California Offers a Bit of Breathing Room for Chickens

Backyard chickens, like these that live with Edible East Bay writer Jessica Prentice, have the good life, but their commercially raised sisters haven't been so lucky. New state legislation in California increases required cage size for the birds laying our breakfast eggs in state as well as for those in other states whose eggs are sold here. (Photo by Foster Wiley)

Backyard chickens, like these that live with Edible East Bay writer Jessica Prentice, have the good life, but their commercially raised sisters haven’t been so lucky. New state legislation in California increases required cage size for the birds laying our breakfast eggs in state as well as for those in other states whose eggs are sold here. (Photo by Foster Wiley)

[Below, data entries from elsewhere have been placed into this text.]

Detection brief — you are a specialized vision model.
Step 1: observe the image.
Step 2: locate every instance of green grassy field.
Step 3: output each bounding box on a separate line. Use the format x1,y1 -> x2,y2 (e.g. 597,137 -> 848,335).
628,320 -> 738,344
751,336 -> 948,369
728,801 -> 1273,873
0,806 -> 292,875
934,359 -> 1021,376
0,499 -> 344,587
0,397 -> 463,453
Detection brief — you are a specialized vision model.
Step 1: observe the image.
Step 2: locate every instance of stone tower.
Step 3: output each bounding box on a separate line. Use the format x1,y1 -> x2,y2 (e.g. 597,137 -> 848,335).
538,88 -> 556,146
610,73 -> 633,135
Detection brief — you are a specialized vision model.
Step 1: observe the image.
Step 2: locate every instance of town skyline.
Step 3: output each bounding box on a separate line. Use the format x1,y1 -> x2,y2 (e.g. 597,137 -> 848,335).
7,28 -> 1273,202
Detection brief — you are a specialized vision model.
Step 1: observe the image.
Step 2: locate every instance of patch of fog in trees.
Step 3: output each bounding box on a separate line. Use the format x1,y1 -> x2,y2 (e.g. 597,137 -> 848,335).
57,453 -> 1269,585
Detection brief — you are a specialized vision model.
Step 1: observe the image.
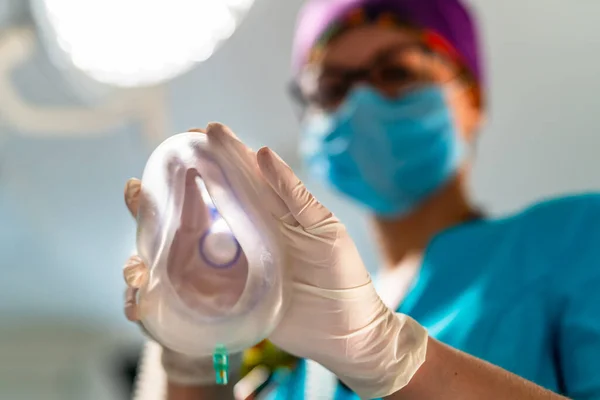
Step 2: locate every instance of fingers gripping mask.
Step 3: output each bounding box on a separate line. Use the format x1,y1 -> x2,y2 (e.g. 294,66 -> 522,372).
137,129 -> 287,356
302,86 -> 464,217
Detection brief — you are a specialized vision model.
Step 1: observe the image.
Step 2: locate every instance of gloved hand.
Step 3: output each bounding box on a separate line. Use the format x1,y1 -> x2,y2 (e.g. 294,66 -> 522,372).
248,137 -> 428,398
125,124 -> 428,398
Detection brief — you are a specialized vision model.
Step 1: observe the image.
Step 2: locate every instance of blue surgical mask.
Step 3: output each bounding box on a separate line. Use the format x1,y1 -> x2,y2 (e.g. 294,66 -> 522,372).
301,86 -> 464,217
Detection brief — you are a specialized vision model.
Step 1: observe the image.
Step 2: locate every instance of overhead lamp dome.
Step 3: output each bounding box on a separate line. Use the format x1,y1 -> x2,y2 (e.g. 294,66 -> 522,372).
31,0 -> 254,88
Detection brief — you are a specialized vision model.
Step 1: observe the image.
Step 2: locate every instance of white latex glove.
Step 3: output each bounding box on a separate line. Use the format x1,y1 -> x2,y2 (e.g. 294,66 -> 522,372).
207,124 -> 428,398
125,124 -> 427,398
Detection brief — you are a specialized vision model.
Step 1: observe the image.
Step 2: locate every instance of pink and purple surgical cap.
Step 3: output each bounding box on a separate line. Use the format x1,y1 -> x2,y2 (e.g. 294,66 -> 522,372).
292,0 -> 484,85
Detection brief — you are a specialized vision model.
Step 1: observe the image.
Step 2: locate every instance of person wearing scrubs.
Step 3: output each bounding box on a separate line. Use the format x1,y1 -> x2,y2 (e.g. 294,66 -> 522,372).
125,0 -> 600,400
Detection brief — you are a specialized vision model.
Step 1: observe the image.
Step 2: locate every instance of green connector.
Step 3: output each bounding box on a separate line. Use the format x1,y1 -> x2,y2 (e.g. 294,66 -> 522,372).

Two new laws related to chickens and eggs went into effect in California on Jan 1. In combination, the two laws prohibit eggs produced in extreme-confinement conditions from being sold in California, regardless of where the eggs were produced. Proposition 2 was a ballot proposition passed back in 2008 requiring that certain egg-laying hens, calves raised for veal, and pregnant pigs must be confined in cages that allow them to turn around freely, lie down, stand up, and fully extend their limbs. However, upgraded living quarters for chickens would cost money and cause farmers to raise the price of their eggs. To prevent egg farmers in other states from undercutting California’s prices with eggs produced in more crowded conditions, California egg farmers and animal-welfare advocates joined forces. They worked to pass a companion law making it illegal to sell eggs in California unless they’re produced in compliance with the new space requirements. The result is that hens in California and those from farms nationwide that sell eggs in California will be raised in slightly more humane living conditions.